The two most popular footwear types go toe-to-toe.

Round 1: Outsoles

Sneaker: These athletic styles are made with lots of tread to work well both indoors and out. They also don’t tend to add a lot of height since the heel ranges from about ½“ to 1 ½”.
Clog: Many styles are designed specifically to be slip-resistant, even on wet surfaces. If you’re looking for extra lift, you can easily find clogs with a heel height between 1 ½ “ and 2”.

Round 2: Arch support

Sneaker: You can usually find removable insoles to accommodate custom orthotics. The lightweight materials used to construct sneakers are great for keeping you light on your feet, but may not provide as much support, especially over time.
Clog: Almost always feature built-in arch support. Sturdy construction can be a bit heavier, but tends to resist wear and tear longer.

Round 3: Stepping-in

Sneaker: Features a lace-up style that lets you adjust how snugly you want the shoe to fit. Perfect if you’re in-between sizes-just make sure to double-knot.
Clog: Typically a slip-on style with elastic at the sides.
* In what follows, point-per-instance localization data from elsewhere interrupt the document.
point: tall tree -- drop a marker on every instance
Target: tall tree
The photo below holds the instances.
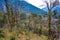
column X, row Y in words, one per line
column 49, row 6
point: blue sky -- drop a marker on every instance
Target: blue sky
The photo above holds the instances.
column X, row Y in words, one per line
column 40, row 4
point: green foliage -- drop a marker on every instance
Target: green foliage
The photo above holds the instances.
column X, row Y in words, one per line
column 2, row 33
column 12, row 37
column 23, row 16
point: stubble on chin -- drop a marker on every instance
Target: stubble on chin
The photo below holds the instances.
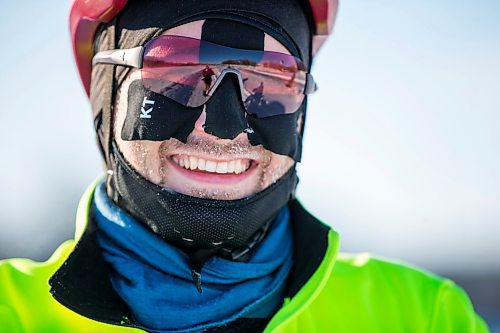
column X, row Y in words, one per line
column 234, row 149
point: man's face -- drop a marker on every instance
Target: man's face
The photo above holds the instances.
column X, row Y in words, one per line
column 206, row 166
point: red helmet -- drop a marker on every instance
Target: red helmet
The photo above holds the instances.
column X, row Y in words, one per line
column 85, row 17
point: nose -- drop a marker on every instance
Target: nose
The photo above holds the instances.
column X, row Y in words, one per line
column 225, row 113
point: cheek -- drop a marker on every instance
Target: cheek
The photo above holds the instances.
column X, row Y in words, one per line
column 142, row 155
column 277, row 166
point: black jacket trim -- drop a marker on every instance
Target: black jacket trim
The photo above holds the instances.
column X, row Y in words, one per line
column 82, row 283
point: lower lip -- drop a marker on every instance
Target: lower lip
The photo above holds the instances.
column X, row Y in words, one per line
column 214, row 178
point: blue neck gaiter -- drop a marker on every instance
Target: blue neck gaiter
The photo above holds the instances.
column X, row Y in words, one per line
column 154, row 277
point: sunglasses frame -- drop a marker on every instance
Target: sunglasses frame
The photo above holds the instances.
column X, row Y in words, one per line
column 133, row 57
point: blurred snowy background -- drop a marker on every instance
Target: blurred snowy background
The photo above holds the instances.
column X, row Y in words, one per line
column 402, row 145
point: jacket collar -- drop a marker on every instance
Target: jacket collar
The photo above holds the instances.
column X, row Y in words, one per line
column 82, row 283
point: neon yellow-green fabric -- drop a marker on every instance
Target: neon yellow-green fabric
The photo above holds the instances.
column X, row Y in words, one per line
column 347, row 293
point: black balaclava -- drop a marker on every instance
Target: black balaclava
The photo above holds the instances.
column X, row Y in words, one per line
column 199, row 225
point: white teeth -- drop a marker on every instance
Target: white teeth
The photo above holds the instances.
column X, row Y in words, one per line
column 201, row 164
column 221, row 167
column 211, row 166
column 230, row 167
column 194, row 163
column 237, row 167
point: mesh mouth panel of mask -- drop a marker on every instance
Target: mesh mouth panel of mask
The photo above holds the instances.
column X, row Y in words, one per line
column 194, row 222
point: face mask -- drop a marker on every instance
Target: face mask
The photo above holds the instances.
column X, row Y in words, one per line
column 188, row 222
column 195, row 223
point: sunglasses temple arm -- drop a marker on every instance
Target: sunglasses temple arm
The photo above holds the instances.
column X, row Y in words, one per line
column 311, row 86
column 127, row 57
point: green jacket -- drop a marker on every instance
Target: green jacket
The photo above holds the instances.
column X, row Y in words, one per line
column 328, row 292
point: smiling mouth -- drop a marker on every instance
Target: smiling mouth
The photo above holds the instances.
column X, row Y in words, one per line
column 234, row 166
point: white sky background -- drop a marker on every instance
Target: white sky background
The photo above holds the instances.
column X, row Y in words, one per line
column 402, row 145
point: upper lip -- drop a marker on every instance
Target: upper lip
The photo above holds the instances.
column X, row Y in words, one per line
column 219, row 158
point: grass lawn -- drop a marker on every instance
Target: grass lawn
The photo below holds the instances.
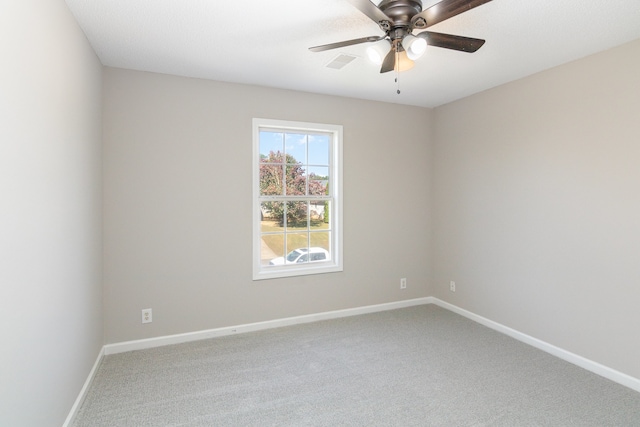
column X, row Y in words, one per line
column 296, row 236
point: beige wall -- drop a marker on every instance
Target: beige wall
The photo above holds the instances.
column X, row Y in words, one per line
column 177, row 204
column 537, row 206
column 50, row 212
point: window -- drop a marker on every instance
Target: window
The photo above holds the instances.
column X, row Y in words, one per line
column 297, row 198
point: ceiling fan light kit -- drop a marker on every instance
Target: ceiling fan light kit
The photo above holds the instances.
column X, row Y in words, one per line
column 398, row 19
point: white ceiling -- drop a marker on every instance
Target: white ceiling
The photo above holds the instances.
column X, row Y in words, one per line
column 266, row 43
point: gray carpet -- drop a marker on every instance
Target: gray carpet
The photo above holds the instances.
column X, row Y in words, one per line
column 417, row 366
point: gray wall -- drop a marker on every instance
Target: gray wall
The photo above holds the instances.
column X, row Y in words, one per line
column 50, row 210
column 177, row 204
column 537, row 206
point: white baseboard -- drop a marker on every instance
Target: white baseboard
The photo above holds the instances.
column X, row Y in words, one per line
column 251, row 327
column 83, row 392
column 589, row 365
column 599, row 369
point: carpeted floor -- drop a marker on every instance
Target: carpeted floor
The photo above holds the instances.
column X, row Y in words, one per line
column 417, row 366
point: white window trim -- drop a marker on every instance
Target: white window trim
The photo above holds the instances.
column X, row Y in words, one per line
column 335, row 265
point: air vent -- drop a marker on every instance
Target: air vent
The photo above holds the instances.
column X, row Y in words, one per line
column 340, row 61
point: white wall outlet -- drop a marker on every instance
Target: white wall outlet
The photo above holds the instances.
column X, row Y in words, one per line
column 147, row 315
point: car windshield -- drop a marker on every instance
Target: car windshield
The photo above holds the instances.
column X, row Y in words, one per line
column 293, row 255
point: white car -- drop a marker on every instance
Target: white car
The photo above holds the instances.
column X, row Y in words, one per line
column 301, row 255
No laces to potentially trip over, and quick on-and-off, though maybe not as easy. Also available in open-back styles you can step right into, but don't feel as snug.

Round 4: Cleaning

Sneaker: More likely to have a mix of materials, plus fabric laces. Leather sneakers can clean-up with special solutions, but the laces you’ll likely have to wash by hand.
Clog: Since they’re typically leather, suede, or polyurethane, most brands offer their own specific solutions meant to clean and protect each type of material.

Sneakers are more adjustable and lightweight, but clogs are made to be ultra-durable and slip-resistant

The winner:

Only you can decide, but here’s the bottom line- sneakers are more adjustable and lightweight, but clogs are made to be ultra-durable and slip resistant. Of course you can always find exceptions for both, but in general this is what you’ll get. If you’re ordering online and can’t try both types on, this guide can help you figure out which style is a better fit.